On trouve quelques-unes de ses productions dans le Journal de Trévoux, (janvier 1742, art. 7 ; nov. 1742, art. 82 ; avril 1743, art. 29 et sept. 1743, art. 66) ; dans la Bibliothèque françoise (t. XXVIII, «Sur le Camp de Galba», ibid., «Sur la quatrième Eglogue de Virgile» et t. XLI, «Sur Amédée VIII, Duc de Savois») et enfin une cinquantaine de contributions dans le Journal helvétique. Pour son édition des Oeuvres historiques et littéraires de Léonard Baulacre, Edouard Mallet a consulté les différents périodiques dans lesquels B. avait fait insérer ses articles. Il a ainsi pu constater, en le notant respectivement sous chaque titre d'article où cette particularité se manifeste, qu'une bonne vingtaine de contributions non mentionnées par Vernet et Sénebier sous la rubrique du Journal helvétique de leur liste, avaient été publiées dans ce Journal avant de l'être dans les journaux étrangers de langue française.

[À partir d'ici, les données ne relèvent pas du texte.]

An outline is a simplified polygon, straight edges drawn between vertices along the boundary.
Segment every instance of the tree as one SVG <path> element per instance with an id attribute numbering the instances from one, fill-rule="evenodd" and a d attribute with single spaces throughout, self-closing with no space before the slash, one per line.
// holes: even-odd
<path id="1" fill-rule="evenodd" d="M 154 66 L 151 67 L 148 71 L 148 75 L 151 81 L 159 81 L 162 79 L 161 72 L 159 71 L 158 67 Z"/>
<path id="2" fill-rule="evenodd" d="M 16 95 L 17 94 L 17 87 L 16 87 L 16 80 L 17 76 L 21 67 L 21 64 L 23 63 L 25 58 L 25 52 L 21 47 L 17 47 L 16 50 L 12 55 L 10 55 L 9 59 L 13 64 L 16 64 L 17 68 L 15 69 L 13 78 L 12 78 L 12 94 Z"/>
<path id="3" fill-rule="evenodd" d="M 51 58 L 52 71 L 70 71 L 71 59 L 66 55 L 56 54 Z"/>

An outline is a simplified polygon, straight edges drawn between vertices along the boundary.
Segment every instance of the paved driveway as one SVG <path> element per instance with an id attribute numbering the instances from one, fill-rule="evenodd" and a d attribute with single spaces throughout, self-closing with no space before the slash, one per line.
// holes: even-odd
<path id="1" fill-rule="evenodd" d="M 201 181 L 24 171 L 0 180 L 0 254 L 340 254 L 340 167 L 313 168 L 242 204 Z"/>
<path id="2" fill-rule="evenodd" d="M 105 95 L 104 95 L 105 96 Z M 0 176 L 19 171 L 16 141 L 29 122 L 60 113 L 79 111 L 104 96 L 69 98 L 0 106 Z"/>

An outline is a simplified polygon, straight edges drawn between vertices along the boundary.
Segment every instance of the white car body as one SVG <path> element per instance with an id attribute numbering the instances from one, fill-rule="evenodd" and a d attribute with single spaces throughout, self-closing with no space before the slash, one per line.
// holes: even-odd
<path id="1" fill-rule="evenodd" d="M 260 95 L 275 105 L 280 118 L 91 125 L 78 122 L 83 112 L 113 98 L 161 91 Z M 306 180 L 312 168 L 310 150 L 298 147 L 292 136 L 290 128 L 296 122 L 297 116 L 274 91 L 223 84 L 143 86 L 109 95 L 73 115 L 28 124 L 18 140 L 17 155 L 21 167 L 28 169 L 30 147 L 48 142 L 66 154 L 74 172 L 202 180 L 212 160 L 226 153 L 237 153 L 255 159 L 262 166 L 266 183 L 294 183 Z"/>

La moitié environ des compositions de B. concerne l'Écriture sainte et divers sujets de piété. Les autres contributions, plus variées, se rapportent à la littérature, à la bibliographie, à l'histoire ecclésiastique, à l'histoire de Genève, à la naissance de l'imprimerie et, ce qui est encore rare dans la presse périodique de l'époque, à l'art pictural dans un article (Journal helvétique, août 1752) consacré à «un tableau de Rubens».

La critique de B. «est vive et pleine de traits», on le suit «sans fatigue» et l'on peut même se surprendre avec un sourire aux lèvres en parcourant ses sujets même les plus arides (M., p. XXVIII).

7. Publications diverses

Outre sa collaboration à la version française du N.T. publié en 1726, toute l'activité littéraire de B. s'est concentrée sur ses contributions aux divers périodiques de langues françaises principalement publiés en Suisse ou en Hollande. Un bon nombre de ses dissertations ont été rassemblées par Edouard Mallet et furent publiées à Genève en 1857 (M.).

8. Bibliographie

(A.S.) Album studiosorum academiae Lugduno Batavae 1575-1875, La Haye, Nijhoff. 1875, t. II, col. 828. – Bibliothèque britannique, ou histoire des ouvrages des sçavans de la Grande-Bretagne, 1747, t. XXV, table, p. 67-68. – Budé E. de (éd.), Lettres inédites adressées de 1686 à 1737 à J.A. Turrettin, Paris, Genève, 1887. – Bibliothèque raisonnée des ouvrages des savans de l'Europe, Amsterdam, chez les Wetsteins & Smith, (1728-1753), 50 vol. et 2 vol. de tables des matières. – Engel C. E., Jean François de Boissy (1704-1754), un réfugié français du XVIIIe siècle d'après sa correspondance, Neuchâtel, 1941, p. 98. – (L) Lagarrigue B.P.L., «La correspondance inédite de Charles Pacius de La Motte (1667?-1751) : source remarquable pour l'histoire du livre et du journalisme de la première moitié du XVIIIe siècle» in LIAS, t. XVII, n° 2, 1990, p. 147-162. – (M) Mallet E., Oeuvres historiques et littéraires de Léonard Baulacre, Ancien Bibliothécaire de la République de Genève, Genève, 1857, deux tomes (avec un portrait). La notice donnée p. XI-XLV est signée «Th. H. ». – Nordmann P., Gabriel Seigneux de Correvon, ein schweizerischer kosmopolit, 1695-1775, Firenze, 1947, p. 140. – Sénebier J., Histoire littéraire de Genève..., Genève, Chez Barde, Manget & Compagnie, 1786, t. III, p. 35-47.– (S.-M.) Stelling-Michaud, Le Livre du Recteur de l'Académie de Genève (1559-1878), Genève, 1966, t. II, p. 143.– (S.R.) Santschi, C. & Roth Ch., Catalogue des manuscrits d'Abraham Ruchat, (Etudes et documents pour servir à l'histoire de l'université de Lausanne, 8e fascicule) Lausanne, 1971, p. 135. – (V) [Vernet, Jacob], «Eloge Historique de Mr. Leonard Baulacre, Ministre & Bibliothécaire Genève» in Bibliothèque des sciences & beaux arts, 1763, t. XIX, p. 1-30.